2025-02-13 | sql postgres dbeaver

Sometimes, things break. That's just how things are. One time, I realized I was getting DbConnection errors in an app hosted on Fly (using Fly Posgres), even with low usage in an app. It was odd, came out of nowhere. You could see the connections dropping and then going back up.

The confusing thing was that there was no trigger for this. It just started happening. After some research, I decided to contact Fly's support, which have always been super helpful. They showed me that one of the three machines I had for my database was stuck in a boot loop and would never reach available state. It seemed like it was just long enough to take some connections from the pool, but would crash soon later. It was there on the dashboard if you looked at all the machines. It was tucked a click away though, I was not able to see it from the main dashboard, the db (overall health) was green. Now I know to look there and in hindsight, I should have.

Support gave me direction on how to fix the problem.
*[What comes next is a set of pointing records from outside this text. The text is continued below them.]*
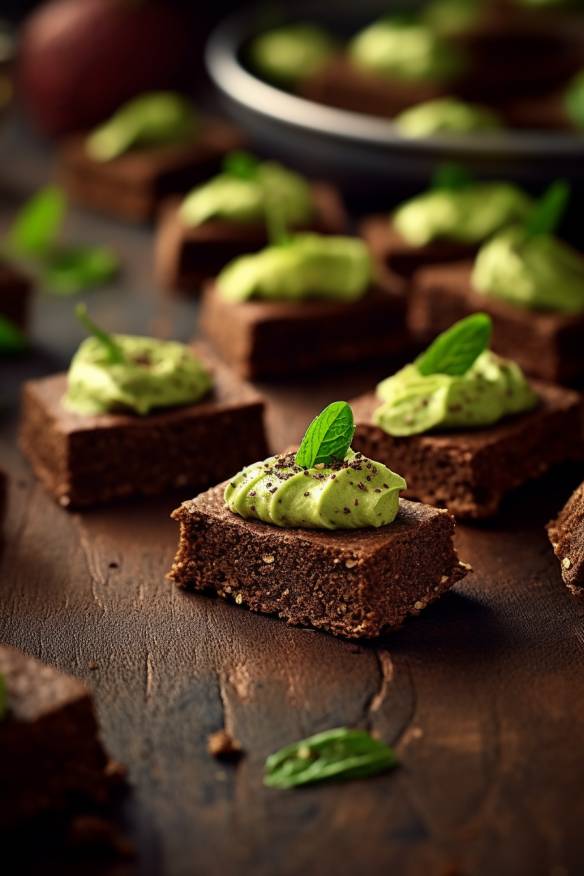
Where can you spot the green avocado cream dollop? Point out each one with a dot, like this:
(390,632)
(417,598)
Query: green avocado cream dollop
(155,374)
(469,214)
(287,54)
(351,494)
(538,272)
(156,118)
(236,199)
(306,266)
(491,389)
(445,115)
(404,50)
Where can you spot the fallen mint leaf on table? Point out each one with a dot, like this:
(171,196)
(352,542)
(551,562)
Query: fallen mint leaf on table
(545,216)
(37,226)
(115,353)
(328,437)
(332,755)
(71,269)
(455,350)
(12,339)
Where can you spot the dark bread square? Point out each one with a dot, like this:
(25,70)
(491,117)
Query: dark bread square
(87,460)
(52,759)
(353,583)
(547,345)
(133,185)
(282,338)
(470,471)
(566,533)
(184,256)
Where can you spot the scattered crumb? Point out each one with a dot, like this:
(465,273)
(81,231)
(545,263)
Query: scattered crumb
(223,746)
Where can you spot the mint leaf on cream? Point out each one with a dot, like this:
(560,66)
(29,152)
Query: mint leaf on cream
(12,339)
(454,351)
(114,351)
(241,165)
(37,226)
(545,216)
(328,437)
(336,754)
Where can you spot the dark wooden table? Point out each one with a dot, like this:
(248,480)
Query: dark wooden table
(483,695)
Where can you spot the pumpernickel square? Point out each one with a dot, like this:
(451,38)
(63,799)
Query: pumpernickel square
(400,257)
(352,583)
(281,338)
(470,471)
(546,345)
(52,760)
(133,185)
(88,460)
(566,533)
(185,256)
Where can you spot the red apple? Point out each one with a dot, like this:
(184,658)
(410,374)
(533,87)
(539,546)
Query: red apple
(80,59)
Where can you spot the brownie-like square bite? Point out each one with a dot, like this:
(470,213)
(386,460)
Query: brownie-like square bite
(354,583)
(280,338)
(53,763)
(86,460)
(15,291)
(400,257)
(185,256)
(547,345)
(566,533)
(133,185)
(470,471)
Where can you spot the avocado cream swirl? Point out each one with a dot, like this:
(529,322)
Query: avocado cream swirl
(469,214)
(445,115)
(404,50)
(233,199)
(307,266)
(155,374)
(536,273)
(491,389)
(350,494)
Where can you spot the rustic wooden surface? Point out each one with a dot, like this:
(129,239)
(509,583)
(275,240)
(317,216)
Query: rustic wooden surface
(483,695)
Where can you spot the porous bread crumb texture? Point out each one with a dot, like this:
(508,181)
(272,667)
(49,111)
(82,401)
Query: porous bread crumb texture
(358,586)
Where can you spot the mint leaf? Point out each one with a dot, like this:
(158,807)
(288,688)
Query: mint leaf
(455,350)
(12,339)
(328,437)
(451,176)
(115,353)
(38,224)
(548,211)
(74,268)
(334,754)
(241,165)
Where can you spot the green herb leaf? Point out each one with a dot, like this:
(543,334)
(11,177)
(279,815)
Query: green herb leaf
(334,754)
(74,268)
(241,164)
(115,353)
(37,226)
(451,176)
(328,437)
(455,350)
(3,698)
(12,339)
(545,216)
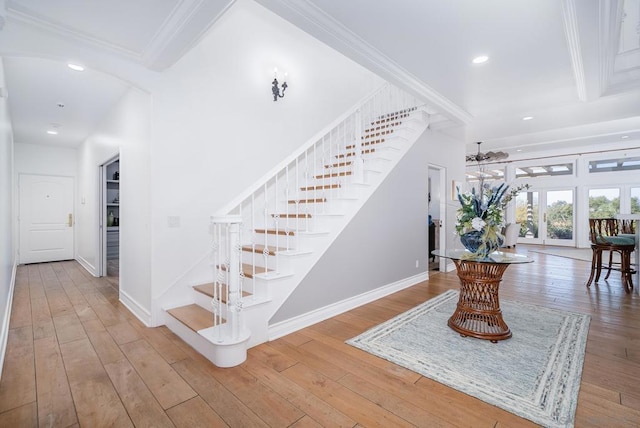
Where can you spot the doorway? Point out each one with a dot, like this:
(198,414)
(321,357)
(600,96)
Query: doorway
(110,220)
(546,217)
(436,216)
(46,218)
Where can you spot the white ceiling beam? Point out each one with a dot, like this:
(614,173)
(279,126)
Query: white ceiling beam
(570,21)
(322,26)
(610,19)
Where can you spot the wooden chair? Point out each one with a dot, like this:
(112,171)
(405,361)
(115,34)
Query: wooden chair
(604,235)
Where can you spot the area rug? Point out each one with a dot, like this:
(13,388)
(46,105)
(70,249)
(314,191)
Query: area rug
(535,374)
(569,252)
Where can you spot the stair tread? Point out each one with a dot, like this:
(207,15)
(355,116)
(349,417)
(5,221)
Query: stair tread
(299,215)
(275,232)
(333,174)
(207,289)
(366,143)
(321,187)
(193,316)
(260,249)
(248,269)
(308,201)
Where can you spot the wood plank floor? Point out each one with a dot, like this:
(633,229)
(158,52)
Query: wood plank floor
(77,357)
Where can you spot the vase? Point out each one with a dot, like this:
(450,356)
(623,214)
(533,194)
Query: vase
(474,242)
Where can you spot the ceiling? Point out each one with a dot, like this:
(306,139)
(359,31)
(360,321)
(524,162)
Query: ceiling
(561,62)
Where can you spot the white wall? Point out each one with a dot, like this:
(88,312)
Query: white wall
(216,128)
(126,131)
(7,238)
(384,240)
(45,160)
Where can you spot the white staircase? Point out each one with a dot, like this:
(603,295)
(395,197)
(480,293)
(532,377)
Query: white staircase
(267,241)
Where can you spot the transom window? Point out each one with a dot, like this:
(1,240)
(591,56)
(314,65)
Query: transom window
(544,170)
(609,165)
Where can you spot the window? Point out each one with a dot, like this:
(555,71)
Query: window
(609,165)
(527,213)
(604,203)
(635,200)
(544,170)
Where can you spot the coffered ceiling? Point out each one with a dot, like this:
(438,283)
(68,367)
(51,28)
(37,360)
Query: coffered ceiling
(571,65)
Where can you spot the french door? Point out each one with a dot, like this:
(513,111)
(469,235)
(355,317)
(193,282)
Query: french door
(546,217)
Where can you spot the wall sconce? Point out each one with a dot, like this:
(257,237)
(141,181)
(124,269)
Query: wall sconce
(275,88)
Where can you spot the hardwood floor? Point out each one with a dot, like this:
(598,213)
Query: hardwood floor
(77,357)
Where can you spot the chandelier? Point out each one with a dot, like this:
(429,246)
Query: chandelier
(488,156)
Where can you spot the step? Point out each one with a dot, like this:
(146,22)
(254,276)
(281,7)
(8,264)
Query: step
(389,124)
(390,118)
(260,249)
(378,133)
(276,232)
(333,174)
(207,289)
(321,187)
(308,201)
(365,144)
(290,215)
(193,316)
(349,154)
(248,270)
(339,164)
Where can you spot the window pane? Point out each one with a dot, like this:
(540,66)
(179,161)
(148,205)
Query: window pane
(635,200)
(608,165)
(545,170)
(527,214)
(560,214)
(604,203)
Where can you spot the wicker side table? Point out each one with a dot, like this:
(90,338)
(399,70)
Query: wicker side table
(478,311)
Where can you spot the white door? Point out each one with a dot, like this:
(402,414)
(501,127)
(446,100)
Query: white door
(46,218)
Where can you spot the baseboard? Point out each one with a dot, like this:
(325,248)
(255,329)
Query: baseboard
(289,326)
(87,266)
(136,309)
(4,333)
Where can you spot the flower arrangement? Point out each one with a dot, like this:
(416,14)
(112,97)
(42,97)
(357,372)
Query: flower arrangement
(481,216)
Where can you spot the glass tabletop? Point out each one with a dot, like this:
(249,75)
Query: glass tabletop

In short, you had to destroy the bad machine and clone a good one. That's why we have more than 1 machine (like Fly suggests). As usual, I write a lot when working and had some notes. When this happened again a couple weeks back, I was prepared. Here are the notes that have helped me:

# Steps to destroy a bad machine (and volume) and clone a good one - fly postgres
# list the machines, get the id for the bad one
$ fly machine list --app 

# list the volumes, get the volume attached to the bad one
$ fly volumes list --app 

# had to use --force, cli suggested, worked
$ fly machine destroy  --force --app 

$ fly volumes destroy  --app 

$ fly volumes list --app 
$ fly machine clone  --region  --app 

# confirm
$ fly volumes list --app 
$ fly machine list --app 

Hope this helps! It has helped me a couple of times already. I also want to give props to Fly's email support. It's always been helpful.